Container ships are moving at their lowest speed ever

Container shipping has relied on one of its main tricks to keep the worst markets at bay by sailing extremely slowly.

According to Clarkson’s Research, the container fleet moved at its slowest speed ever in the first quarter, with BIMCO’s analysis suggesting ships could be moving even slower.

During the Corona pandemic, liner shipping companies increased the average sailing speed by up to 4% due to strong demand and widespread port congestion. Today the situation is very different and in the first quarter of 2023 the average sailing speed slowed down to 13.8 knots, a 4% decrease compared to the previous year. BIMCO estimates that this rate could drop by 10% by 2025.

Jan Tiedemann, an analyst at Alphaliner, confirmed that liner services have slowed down, in part to accommodate capacity that would otherwise have excess capacity. Nevertheless, in recent weeks there has been a slight increase in the average speed of the global liner fleet, accompanied by falling bunker prices, as can be seen from current Alphaliner data.

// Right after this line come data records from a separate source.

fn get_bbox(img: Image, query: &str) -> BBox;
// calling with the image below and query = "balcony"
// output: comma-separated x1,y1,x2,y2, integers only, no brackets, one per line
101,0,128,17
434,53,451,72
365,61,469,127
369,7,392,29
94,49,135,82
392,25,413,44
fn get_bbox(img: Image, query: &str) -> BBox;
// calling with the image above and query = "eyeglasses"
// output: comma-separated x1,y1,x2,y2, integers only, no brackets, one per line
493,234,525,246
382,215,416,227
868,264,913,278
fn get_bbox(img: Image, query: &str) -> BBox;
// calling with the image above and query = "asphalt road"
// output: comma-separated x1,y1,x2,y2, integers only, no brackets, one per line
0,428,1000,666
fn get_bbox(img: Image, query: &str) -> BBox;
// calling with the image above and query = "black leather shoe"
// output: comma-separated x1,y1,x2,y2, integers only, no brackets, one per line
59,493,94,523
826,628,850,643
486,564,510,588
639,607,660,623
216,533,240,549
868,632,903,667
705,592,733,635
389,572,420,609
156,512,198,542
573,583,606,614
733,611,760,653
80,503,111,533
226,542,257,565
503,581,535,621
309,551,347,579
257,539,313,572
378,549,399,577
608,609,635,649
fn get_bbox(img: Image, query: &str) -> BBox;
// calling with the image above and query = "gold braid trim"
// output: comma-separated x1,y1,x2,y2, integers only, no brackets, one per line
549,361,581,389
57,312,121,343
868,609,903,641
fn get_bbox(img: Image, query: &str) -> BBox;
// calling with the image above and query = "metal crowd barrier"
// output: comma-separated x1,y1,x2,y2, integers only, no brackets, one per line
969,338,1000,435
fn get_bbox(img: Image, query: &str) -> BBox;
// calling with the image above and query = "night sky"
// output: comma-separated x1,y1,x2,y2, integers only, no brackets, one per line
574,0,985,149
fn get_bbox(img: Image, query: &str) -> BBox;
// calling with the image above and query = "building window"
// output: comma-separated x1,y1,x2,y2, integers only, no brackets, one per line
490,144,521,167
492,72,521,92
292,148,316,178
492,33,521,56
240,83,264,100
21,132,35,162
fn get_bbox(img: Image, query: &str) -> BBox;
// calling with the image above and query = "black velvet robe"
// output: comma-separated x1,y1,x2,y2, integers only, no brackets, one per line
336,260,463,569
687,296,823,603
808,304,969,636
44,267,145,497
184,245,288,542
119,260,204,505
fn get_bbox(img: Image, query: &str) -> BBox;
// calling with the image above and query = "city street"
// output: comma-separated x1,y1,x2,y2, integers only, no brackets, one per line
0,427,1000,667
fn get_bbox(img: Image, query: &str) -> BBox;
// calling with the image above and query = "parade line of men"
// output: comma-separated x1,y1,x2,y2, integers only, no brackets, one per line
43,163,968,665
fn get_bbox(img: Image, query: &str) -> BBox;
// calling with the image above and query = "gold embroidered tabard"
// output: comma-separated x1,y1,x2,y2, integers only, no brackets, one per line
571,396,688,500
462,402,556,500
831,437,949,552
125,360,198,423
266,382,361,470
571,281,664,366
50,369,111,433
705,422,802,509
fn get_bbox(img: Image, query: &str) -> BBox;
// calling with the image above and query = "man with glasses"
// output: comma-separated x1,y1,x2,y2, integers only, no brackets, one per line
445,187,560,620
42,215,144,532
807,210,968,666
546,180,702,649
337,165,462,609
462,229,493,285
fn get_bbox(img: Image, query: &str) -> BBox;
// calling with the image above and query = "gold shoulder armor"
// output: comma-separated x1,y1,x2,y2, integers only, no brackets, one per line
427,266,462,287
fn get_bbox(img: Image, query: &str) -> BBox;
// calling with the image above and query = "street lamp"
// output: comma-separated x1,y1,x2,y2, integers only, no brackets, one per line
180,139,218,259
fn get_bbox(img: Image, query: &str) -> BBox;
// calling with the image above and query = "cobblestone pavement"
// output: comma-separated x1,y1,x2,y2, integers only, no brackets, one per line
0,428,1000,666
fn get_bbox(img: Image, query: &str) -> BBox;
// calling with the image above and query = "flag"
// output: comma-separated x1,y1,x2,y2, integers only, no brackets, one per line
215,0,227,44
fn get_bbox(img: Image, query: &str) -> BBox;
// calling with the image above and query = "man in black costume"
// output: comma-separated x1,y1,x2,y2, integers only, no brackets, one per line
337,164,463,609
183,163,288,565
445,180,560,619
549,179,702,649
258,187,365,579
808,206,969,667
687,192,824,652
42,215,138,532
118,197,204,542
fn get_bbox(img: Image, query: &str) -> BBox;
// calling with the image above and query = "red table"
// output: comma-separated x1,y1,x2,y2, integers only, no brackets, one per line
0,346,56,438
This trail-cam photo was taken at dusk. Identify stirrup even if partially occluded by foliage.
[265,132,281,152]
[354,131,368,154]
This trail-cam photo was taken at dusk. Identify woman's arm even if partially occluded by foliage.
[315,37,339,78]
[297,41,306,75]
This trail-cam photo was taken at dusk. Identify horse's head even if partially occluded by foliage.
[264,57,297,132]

According to Alphaliner data, the average speed across the world’s pit fleet has dropped by about a knot over the past two years.

“That doesn’t sound like much, but at a global average of 16.5 knots, that’s about 6% slower, which means it takes X% more tonnage to move the same volume of cargo,” Tiedemann said syringes.

“Slowing down services is a commonly used tool in network operators’ toolbox. Over the last few decades we have seen this used whenever there is either structural overcapacity or high fuel prices – or both. The industry is currently facing both problems,” explained Lars Jensen, founder of container consultancy Vespucci Maritime.

Significant amounts of new capacity are being delivered into a market with sluggish demand growth.

At the same time, Jensen pointed out that new environmental regulations and upcoming CO2 taxes will have the same impact as rising fuel prices.

The record avalanche of newbuildings coming from shipyards in Asia is being poured into services that are progressing more and more slowly.

Maersk and MSC, for example, announced this month that they would add nine additional ships to the Asia-Europe trade, but at the same time added that these services would be up to three days slower than before, thus absorbing all the new capacity.

As shipping companies expect difficult conditions to persist for some time due to sluggish demand and exceptionally high order levels, shipping companies have adjusted their fleets to slow down. For example, South Korean shipping company HMM announced last month its decision to replace the propellers on six container ships with more efficient propellers specifically designed for slow steaming.

The switch to new fuels such as LNG, methanol and ammonia also favors slow speeds, as these fuels will be significantly more expensive than the previous ones, observed Tiedemann from Alphaliner.

“This shifts the balance between capital costs and bunker costs so that it makes sense to deploy additional ships but save fuel,” he explained.

After record profits during the pandemic, liner shipping has been on a downward slide for the past 11 months. Israel’s ZIM and Taiwan’s Wan Hai became the first major liners to post a quarterly loss this month since 2020. Overall, however, slow streaming kept the tide in check for most carriers. Blue Alpha Capital chief John McCown reported Friday that the container shipping industry posted a net profit of $13 billion in the first quarter.